И еще она сдержала обещание и не открыла отцу причину своего столь неожиданного поворота на сто восемьдесят градусов. Поначалу он был озадачен, но потом смирился с объяснением, данным матерью, - дескать, Рэйчел вдруг обнаружила, что она - девушка, и очень красивая. Он так и не заподозрил, что его жена была виновата в том, что он иногда заставал дочь в слезах, но верил Элис, когда та говорила:
— Не обращай внимания, это всего лишь гормоны.

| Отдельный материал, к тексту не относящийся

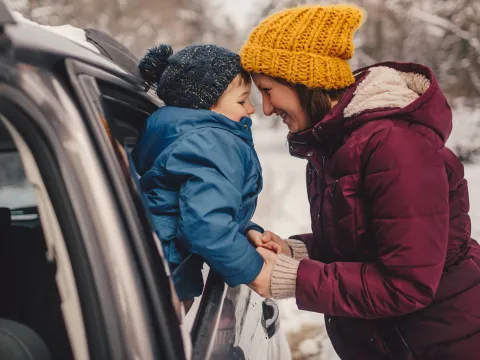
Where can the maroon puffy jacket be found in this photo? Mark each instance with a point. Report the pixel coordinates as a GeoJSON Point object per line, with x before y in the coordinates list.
{"type": "Point", "coordinates": [392, 264]}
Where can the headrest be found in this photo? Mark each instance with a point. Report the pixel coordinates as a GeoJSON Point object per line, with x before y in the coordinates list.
{"type": "Point", "coordinates": [5, 219]}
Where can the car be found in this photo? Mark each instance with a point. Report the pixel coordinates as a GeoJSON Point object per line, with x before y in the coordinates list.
{"type": "Point", "coordinates": [80, 264]}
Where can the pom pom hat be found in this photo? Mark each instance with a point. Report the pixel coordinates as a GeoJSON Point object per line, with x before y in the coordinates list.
{"type": "Point", "coordinates": [194, 77]}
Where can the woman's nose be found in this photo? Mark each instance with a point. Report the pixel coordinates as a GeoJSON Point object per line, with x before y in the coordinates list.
{"type": "Point", "coordinates": [251, 110]}
{"type": "Point", "coordinates": [267, 106]}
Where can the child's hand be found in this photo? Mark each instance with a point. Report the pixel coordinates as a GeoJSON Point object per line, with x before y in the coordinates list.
{"type": "Point", "coordinates": [269, 237]}
{"type": "Point", "coordinates": [256, 239]}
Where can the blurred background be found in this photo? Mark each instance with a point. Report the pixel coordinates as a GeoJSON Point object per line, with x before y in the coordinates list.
{"type": "Point", "coordinates": [442, 34]}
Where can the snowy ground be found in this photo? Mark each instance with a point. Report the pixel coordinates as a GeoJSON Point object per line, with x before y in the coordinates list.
{"type": "Point", "coordinates": [283, 208]}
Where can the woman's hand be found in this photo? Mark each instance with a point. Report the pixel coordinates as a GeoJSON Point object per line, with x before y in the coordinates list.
{"type": "Point", "coordinates": [256, 239]}
{"type": "Point", "coordinates": [269, 237]}
{"type": "Point", "coordinates": [261, 285]}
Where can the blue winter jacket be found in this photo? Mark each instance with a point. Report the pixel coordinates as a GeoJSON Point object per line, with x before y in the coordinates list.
{"type": "Point", "coordinates": [201, 178]}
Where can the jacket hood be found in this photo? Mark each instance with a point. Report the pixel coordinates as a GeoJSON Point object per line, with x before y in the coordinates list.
{"type": "Point", "coordinates": [387, 90]}
{"type": "Point", "coordinates": [169, 123]}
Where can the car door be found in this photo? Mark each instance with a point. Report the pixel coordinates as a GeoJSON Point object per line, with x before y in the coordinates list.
{"type": "Point", "coordinates": [123, 309]}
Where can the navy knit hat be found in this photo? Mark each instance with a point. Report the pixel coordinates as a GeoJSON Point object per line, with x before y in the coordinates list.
{"type": "Point", "coordinates": [195, 77]}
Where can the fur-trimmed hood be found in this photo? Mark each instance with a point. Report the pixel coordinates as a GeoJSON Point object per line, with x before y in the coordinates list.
{"type": "Point", "coordinates": [387, 90]}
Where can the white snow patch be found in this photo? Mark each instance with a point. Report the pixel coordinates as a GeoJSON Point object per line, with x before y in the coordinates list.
{"type": "Point", "coordinates": [68, 31]}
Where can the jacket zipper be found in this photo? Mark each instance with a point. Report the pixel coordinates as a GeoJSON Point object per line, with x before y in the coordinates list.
{"type": "Point", "coordinates": [319, 189]}
{"type": "Point", "coordinates": [334, 212]}
{"type": "Point", "coordinates": [322, 198]}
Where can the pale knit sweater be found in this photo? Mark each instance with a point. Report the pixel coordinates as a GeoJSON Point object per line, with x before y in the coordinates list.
{"type": "Point", "coordinates": [284, 275]}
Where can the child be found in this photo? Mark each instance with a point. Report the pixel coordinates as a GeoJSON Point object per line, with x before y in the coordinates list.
{"type": "Point", "coordinates": [198, 168]}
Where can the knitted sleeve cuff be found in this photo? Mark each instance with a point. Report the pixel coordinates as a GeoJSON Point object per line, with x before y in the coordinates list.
{"type": "Point", "coordinates": [284, 277]}
{"type": "Point", "coordinates": [299, 250]}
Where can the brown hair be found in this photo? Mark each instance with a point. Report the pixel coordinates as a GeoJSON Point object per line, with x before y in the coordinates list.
{"type": "Point", "coordinates": [316, 102]}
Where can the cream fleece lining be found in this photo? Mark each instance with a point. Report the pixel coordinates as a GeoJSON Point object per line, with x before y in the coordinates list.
{"type": "Point", "coordinates": [385, 87]}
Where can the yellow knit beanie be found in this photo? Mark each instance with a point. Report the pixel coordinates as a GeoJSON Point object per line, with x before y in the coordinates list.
{"type": "Point", "coordinates": [307, 45]}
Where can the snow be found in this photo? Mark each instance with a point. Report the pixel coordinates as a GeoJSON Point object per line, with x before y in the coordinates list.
{"type": "Point", "coordinates": [283, 208]}
{"type": "Point", "coordinates": [75, 34]}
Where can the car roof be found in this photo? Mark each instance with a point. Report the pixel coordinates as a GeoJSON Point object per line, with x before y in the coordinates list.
{"type": "Point", "coordinates": [36, 45]}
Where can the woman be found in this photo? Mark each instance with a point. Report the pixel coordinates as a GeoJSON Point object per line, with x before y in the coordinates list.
{"type": "Point", "coordinates": [390, 261]}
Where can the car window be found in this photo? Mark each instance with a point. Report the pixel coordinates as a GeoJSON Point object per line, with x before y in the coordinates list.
{"type": "Point", "coordinates": [15, 191]}
{"type": "Point", "coordinates": [30, 294]}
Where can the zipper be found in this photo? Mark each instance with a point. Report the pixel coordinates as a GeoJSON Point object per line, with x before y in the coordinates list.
{"type": "Point", "coordinates": [322, 198]}
{"type": "Point", "coordinates": [334, 212]}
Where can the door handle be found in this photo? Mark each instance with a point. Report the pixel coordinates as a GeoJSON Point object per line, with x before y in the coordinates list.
{"type": "Point", "coordinates": [270, 317]}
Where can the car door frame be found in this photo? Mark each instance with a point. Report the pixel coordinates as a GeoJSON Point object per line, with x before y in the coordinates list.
{"type": "Point", "coordinates": [54, 130]}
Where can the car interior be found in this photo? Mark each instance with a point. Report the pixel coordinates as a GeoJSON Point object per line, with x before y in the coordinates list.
{"type": "Point", "coordinates": [27, 278]}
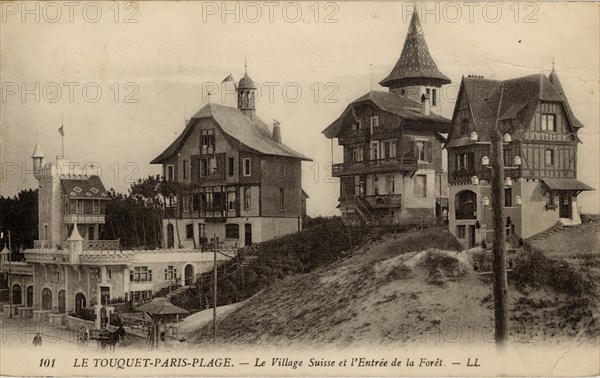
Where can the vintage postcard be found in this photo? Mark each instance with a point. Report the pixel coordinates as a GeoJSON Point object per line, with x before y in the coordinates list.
{"type": "Point", "coordinates": [299, 188]}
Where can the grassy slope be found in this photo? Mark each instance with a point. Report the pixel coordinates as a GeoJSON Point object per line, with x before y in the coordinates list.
{"type": "Point", "coordinates": [389, 293]}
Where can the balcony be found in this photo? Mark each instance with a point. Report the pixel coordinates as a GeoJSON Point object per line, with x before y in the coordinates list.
{"type": "Point", "coordinates": [383, 201]}
{"type": "Point", "coordinates": [375, 166]}
{"type": "Point", "coordinates": [101, 245]}
{"type": "Point", "coordinates": [17, 268]}
{"type": "Point", "coordinates": [84, 218]}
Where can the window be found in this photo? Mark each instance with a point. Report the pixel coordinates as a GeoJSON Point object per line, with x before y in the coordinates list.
{"type": "Point", "coordinates": [170, 173]}
{"type": "Point", "coordinates": [548, 122]}
{"type": "Point", "coordinates": [508, 161]}
{"type": "Point", "coordinates": [549, 157]}
{"type": "Point", "coordinates": [464, 127]}
{"type": "Point", "coordinates": [231, 201]}
{"type": "Point", "coordinates": [549, 199]}
{"type": "Point", "coordinates": [247, 199]}
{"type": "Point", "coordinates": [207, 142]}
{"type": "Point", "coordinates": [374, 121]}
{"type": "Point", "coordinates": [79, 206]}
{"type": "Point", "coordinates": [195, 202]}
{"type": "Point", "coordinates": [96, 206]}
{"type": "Point", "coordinates": [230, 166]}
{"type": "Point", "coordinates": [185, 199]}
{"type": "Point", "coordinates": [461, 231]}
{"type": "Point", "coordinates": [375, 150]}
{"type": "Point", "coordinates": [281, 199]}
{"type": "Point", "coordinates": [508, 197]}
{"type": "Point", "coordinates": [140, 274]}
{"type": "Point", "coordinates": [357, 154]}
{"type": "Point", "coordinates": [232, 231]}
{"type": "Point", "coordinates": [465, 161]}
{"type": "Point", "coordinates": [420, 186]}
{"type": "Point", "coordinates": [420, 150]}
{"type": "Point", "coordinates": [391, 184]}
{"type": "Point", "coordinates": [389, 149]}
{"type": "Point", "coordinates": [170, 273]}
{"type": "Point", "coordinates": [247, 167]}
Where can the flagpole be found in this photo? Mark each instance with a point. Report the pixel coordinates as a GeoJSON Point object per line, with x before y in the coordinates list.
{"type": "Point", "coordinates": [62, 137]}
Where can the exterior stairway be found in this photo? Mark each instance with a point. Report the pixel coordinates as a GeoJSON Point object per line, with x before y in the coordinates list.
{"type": "Point", "coordinates": [542, 235]}
{"type": "Point", "coordinates": [177, 292]}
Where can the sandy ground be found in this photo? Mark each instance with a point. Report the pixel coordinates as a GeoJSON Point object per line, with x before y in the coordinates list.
{"type": "Point", "coordinates": [396, 300]}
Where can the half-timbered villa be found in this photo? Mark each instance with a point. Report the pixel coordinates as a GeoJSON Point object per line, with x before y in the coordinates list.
{"type": "Point", "coordinates": [392, 170]}
{"type": "Point", "coordinates": [540, 156]}
{"type": "Point", "coordinates": [237, 179]}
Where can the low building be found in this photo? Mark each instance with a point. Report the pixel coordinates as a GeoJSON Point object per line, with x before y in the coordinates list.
{"type": "Point", "coordinates": [69, 268]}
{"type": "Point", "coordinates": [540, 157]}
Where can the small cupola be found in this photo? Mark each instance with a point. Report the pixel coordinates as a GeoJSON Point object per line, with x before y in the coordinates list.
{"type": "Point", "coordinates": [246, 92]}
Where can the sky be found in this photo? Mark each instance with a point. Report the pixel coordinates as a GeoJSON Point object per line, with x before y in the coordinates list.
{"type": "Point", "coordinates": [123, 77]}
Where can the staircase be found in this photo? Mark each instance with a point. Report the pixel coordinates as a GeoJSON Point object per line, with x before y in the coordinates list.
{"type": "Point", "coordinates": [177, 292]}
{"type": "Point", "coordinates": [364, 209]}
{"type": "Point", "coordinates": [544, 234]}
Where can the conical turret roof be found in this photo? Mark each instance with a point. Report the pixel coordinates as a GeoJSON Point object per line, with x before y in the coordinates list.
{"type": "Point", "coordinates": [415, 66]}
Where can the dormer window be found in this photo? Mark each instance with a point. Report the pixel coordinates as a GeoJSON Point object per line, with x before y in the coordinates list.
{"type": "Point", "coordinates": [79, 206]}
{"type": "Point", "coordinates": [548, 122]}
{"type": "Point", "coordinates": [464, 127]}
{"type": "Point", "coordinates": [170, 173]}
{"type": "Point", "coordinates": [374, 121]}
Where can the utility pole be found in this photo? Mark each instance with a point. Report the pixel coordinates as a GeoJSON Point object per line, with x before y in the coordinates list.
{"type": "Point", "coordinates": [499, 260]}
{"type": "Point", "coordinates": [215, 292]}
{"type": "Point", "coordinates": [10, 298]}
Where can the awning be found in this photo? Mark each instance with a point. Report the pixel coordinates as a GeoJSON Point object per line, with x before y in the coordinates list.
{"type": "Point", "coordinates": [566, 184]}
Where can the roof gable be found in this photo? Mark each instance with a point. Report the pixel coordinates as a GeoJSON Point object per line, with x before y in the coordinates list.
{"type": "Point", "coordinates": [234, 125]}
{"type": "Point", "coordinates": [392, 103]}
{"type": "Point", "coordinates": [513, 100]}
{"type": "Point", "coordinates": [84, 188]}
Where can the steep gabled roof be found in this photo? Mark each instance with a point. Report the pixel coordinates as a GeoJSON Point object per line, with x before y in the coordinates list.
{"type": "Point", "coordinates": [84, 188]}
{"type": "Point", "coordinates": [389, 102]}
{"type": "Point", "coordinates": [553, 78]}
{"type": "Point", "coordinates": [520, 97]}
{"type": "Point", "coordinates": [235, 125]}
{"type": "Point", "coordinates": [415, 65]}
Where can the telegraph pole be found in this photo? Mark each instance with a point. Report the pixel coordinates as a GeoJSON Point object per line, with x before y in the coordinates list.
{"type": "Point", "coordinates": [10, 298]}
{"type": "Point", "coordinates": [215, 292]}
{"type": "Point", "coordinates": [499, 260]}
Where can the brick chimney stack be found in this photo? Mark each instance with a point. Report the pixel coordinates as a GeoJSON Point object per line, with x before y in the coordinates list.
{"type": "Point", "coordinates": [425, 108]}
{"type": "Point", "coordinates": [276, 131]}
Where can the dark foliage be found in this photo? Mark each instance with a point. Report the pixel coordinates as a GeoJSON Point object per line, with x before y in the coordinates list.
{"type": "Point", "coordinates": [19, 214]}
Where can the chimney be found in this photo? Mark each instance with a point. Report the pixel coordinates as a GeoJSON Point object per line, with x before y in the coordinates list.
{"type": "Point", "coordinates": [425, 104]}
{"type": "Point", "coordinates": [276, 131]}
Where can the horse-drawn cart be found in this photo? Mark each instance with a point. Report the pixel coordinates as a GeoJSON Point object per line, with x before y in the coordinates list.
{"type": "Point", "coordinates": [103, 337]}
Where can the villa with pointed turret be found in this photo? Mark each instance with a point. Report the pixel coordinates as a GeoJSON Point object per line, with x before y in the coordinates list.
{"type": "Point", "coordinates": [392, 169]}
{"type": "Point", "coordinates": [237, 180]}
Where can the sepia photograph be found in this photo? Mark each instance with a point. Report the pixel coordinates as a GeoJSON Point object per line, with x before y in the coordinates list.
{"type": "Point", "coordinates": [299, 188]}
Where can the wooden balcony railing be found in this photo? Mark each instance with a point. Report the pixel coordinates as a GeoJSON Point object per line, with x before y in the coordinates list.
{"type": "Point", "coordinates": [372, 166]}
{"type": "Point", "coordinates": [101, 245]}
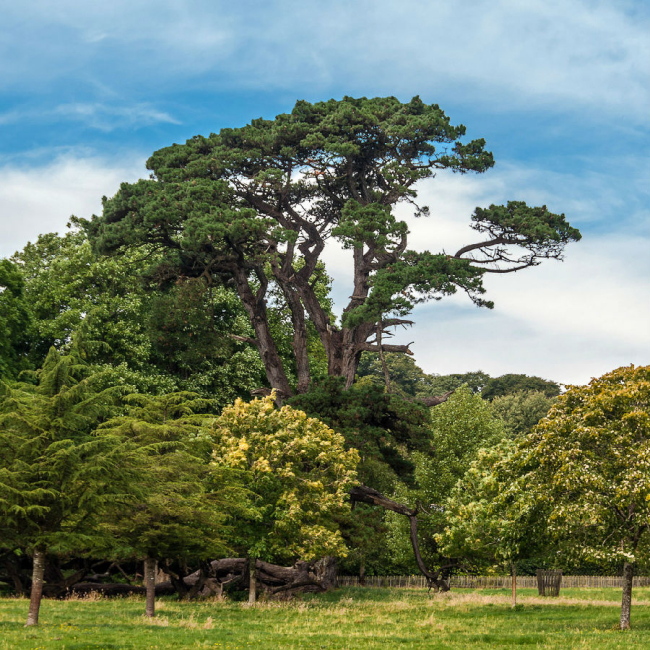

— Ты делаешь огромную ошибку, Рэйчел, — заявила ей мать, когда она складывала вещи.
— Я уеду совсем ненадолго, мама.
— А как же наш уговор?
— Ради Бога! Я всего лишь отправляюсь на похороны дяди Олли. Как это может нарушить наш уговор?
—Я могу придумать тысячу акров причин.
Во время поездки, когда отец негромко посапывал рядом, Рэйчел думала о том, какой прием ее ожидает на Хьюстон-авеню. Тетя Мэри и дяди Олли не теряли ее из виду, писали и звонили, и поначалу раза в два чаще, чем она. Они писали о городе, плантации и соседях, о Сасси, мистере Перси и Амосе. Время от времени они упоминали Матта, и тогда Рэйчел вчитывалась в каждое слово. Он окончил Техасский университет и теперь осваивал рычаги управления многочисленными предприятиями своего деда. Рэйчел представляла себе, что он еще красивее, чем прежде, стильный и образованный. Дядя и тетя присылали подарки - коробки с одеждой для нее и Джимми из отделанного позолотой и хрусталем универсального магазина дяди Олли. Но время шло, и телефонные звонки раздавались все реже, а обмен письмами и вовсе прекратился, главным образом потому, что Рэйчел было трудно убедительно писать о своих якобы новых интересах и ее ответы получались сухими и скучными. Она не сомневалась, что сумела убедить их в том, будто переросла свою потребность в суррогатных дедушке и бабушке, а ее интерес к земледелию, истории своей семьи и Сомерсету был всего лишь преходящей забавой взрослеющей девочки.
Глаза у нее защипало. Это была неправда. Она скучала по ним, и ее тоску не смогли унять три школьных года с их заботами и тревогами. А теперь она никогда больше не сможет рассказать дяде Олли, что он для нее значил, или сказать ему спасибо за то, что он не забыл ее. Именно он выбрал машину, в которой она ехала сейчас, в качестве подарка к выпускному балу и устроил так, что ее доставили к двери ее дома, - стремительный и гладкий ярко-красный «форд-мустанг» 1973 года выпуска.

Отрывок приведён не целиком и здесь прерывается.